Earlier this month, USDA released the January World Agricultural Supply and Demand Estimates report. Mac Marshall, United Soybean Board and U.S. Soybean Export Council Vice President of Market Intelligence, says the biggest takeaway from the latest USDA report is that it confirms the 2021 soybean crop as a record.

“The importance of that can’t be overstated when you look back to a lot of the heat and dryness pressure that much of the soybean growing regions of this country felt over the summer. So to come through that with a near record yield and total record production, I think it’s pretty substantial. Of course, at this time of year all eyes are on South America.”

With two consecutive years of La Niña conditions, Marshall says USDA made cuts to soybean production across Paraguay, Argentina and Brazil.

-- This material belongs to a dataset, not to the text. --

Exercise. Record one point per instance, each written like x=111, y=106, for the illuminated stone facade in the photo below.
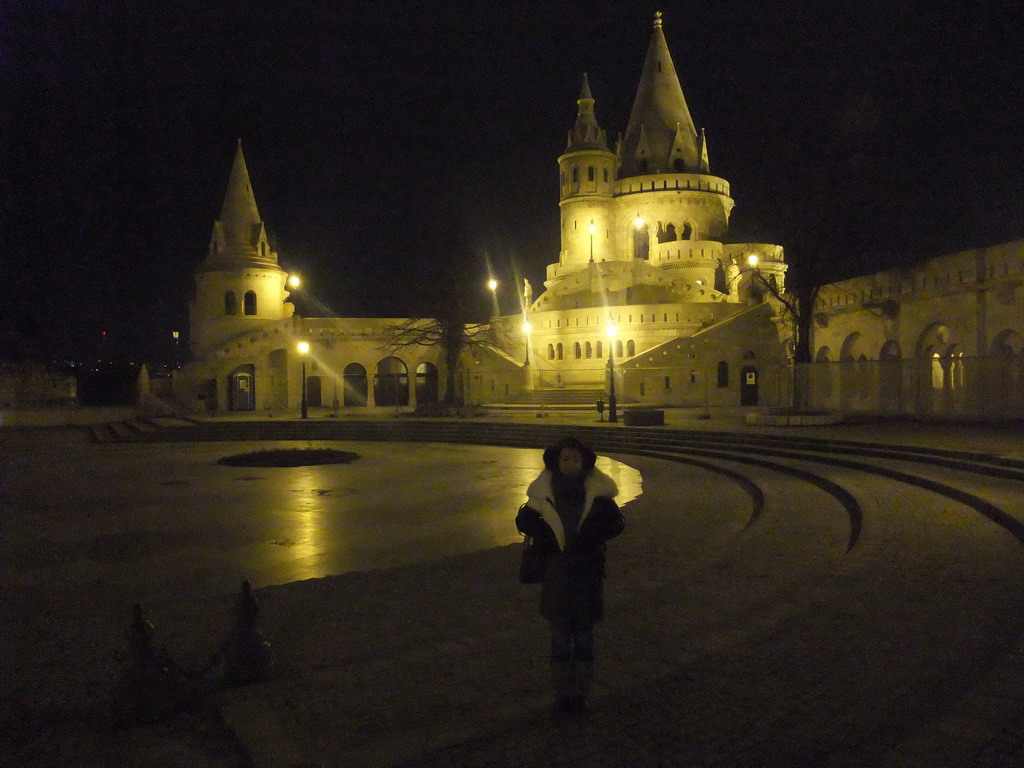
x=643, y=249
x=643, y=231
x=944, y=337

“Brazil getting dropped by five million tons from 144 in the December estimate to 139 million metric tons In January, still a record, so it’s not like this is a small crop that’s going to be coming out of South America, but it is a notable cut. And that of course does impact the global balance sheets where we saw reduction in projected ending stocks by seven million tons.”

Marshall adds farmers are heading into a good price environment in 2022, thanks in part to longstanding efforts to create and expand markets by the soybean checkoff.

“A lot of farmers are trying to exercise creative strategies to mitigate the significant run-up that we’ve seen in input costs. So, that’s certainly factoring in I think more acutely than we’ve seen in other years. But keeping it on the revenue side, it’s certainly a good price environment overall.”